More older people active on the Dutch labour market

More older people active on the Dutch labour market

The proportion of working 60 to 65-year-olds in the Netherlands has more than doubled over the past decade and continued to grow in 2012. The share of older unemployed willing to work is more than one and a half times as high as ten years ago according to figures released by Statistics Netherlands. More often than in the past, they are actively looking for work.

More than half of 55 to 65-year-olds (1.1 million individuals) were working last year. The most substantial rise in labour participation of older people has occurred since 2006, when early retirement schemes became more austere. Labour participation growth among 55 to 60-year-olds has slowed down after 2009, but the labour participation rate among 60 to 65-year-olds has continued to grow in 2012, despite the poor situation on the labour market.

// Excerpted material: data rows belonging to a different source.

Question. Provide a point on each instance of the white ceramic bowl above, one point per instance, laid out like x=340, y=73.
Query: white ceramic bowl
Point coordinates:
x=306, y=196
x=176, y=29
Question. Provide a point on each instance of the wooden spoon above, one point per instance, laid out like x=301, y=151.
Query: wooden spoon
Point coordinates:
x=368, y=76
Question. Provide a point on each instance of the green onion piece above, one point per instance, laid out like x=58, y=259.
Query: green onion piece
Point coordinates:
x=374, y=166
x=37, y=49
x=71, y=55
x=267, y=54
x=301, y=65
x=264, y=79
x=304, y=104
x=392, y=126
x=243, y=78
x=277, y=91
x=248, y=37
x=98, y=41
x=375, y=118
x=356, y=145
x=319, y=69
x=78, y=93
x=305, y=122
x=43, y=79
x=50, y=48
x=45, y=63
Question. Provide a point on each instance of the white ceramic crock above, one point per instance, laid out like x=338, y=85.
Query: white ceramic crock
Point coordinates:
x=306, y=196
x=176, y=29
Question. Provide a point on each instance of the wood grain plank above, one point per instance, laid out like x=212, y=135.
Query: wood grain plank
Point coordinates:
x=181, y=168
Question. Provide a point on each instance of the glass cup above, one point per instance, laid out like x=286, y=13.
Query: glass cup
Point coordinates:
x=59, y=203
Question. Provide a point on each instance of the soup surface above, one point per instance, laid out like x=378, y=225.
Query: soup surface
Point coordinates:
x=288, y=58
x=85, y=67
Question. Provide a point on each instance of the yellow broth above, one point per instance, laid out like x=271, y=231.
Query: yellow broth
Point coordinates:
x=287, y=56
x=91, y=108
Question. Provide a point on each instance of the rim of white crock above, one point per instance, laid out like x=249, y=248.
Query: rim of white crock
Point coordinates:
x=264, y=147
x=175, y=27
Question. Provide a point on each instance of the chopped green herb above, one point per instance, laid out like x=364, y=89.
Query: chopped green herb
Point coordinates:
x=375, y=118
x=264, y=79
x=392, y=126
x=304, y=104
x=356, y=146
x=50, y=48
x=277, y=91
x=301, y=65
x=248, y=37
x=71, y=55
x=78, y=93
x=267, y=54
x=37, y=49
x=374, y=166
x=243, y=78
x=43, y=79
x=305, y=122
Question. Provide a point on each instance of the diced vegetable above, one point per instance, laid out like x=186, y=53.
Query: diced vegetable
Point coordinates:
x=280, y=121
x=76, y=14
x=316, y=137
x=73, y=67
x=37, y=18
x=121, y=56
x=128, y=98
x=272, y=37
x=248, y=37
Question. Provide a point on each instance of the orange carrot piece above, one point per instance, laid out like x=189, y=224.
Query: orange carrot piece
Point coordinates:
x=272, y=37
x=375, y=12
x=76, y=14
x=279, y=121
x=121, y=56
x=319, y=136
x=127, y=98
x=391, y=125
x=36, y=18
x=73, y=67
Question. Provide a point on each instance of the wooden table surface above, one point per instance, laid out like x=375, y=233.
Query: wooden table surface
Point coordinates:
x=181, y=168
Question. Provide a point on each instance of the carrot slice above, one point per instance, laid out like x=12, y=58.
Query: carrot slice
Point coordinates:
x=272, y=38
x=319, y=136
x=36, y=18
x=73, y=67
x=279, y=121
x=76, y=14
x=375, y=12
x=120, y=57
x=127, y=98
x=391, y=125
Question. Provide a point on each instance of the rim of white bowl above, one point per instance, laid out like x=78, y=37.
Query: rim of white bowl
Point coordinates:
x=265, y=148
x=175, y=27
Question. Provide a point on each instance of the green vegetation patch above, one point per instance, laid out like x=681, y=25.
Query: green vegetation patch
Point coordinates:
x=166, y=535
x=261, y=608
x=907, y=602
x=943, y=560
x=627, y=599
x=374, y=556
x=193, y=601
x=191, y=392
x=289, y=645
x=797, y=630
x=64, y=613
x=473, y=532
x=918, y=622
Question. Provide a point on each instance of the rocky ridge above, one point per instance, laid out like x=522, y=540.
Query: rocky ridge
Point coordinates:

The rate among 60 to 65-year-olds exceeded 38 percent in 2012.

Female labour participation grew significantly in the 55 to 60-year-old population, but remained stable among their male counterparts after 2009. As a result, the labour participation gender gap in the age category 55–60 has narrowed. In the 60 to 65-year-old population, the labour participation rate increased among men and women and the gender gap has widened somewhat.

Last year, there were 143 thousand people in the age category 55–65-year-olds who did not work twelve hours a week or more, but had indicated that they would like to work twelve hours a week or more, i.e. an increase by 21 thousand relative to one year previously. They constitute the so-called unused labour supply in the older population (6.6 percent of 55 to 65-year-olds) and twice as many as in 2002. They also more often belong to the unemployed labour force, i.e. they are available at short notice and actively looking for jobs. Half of older people prepared to work in 2012 were defined as unemployed, versus one third a decade ago.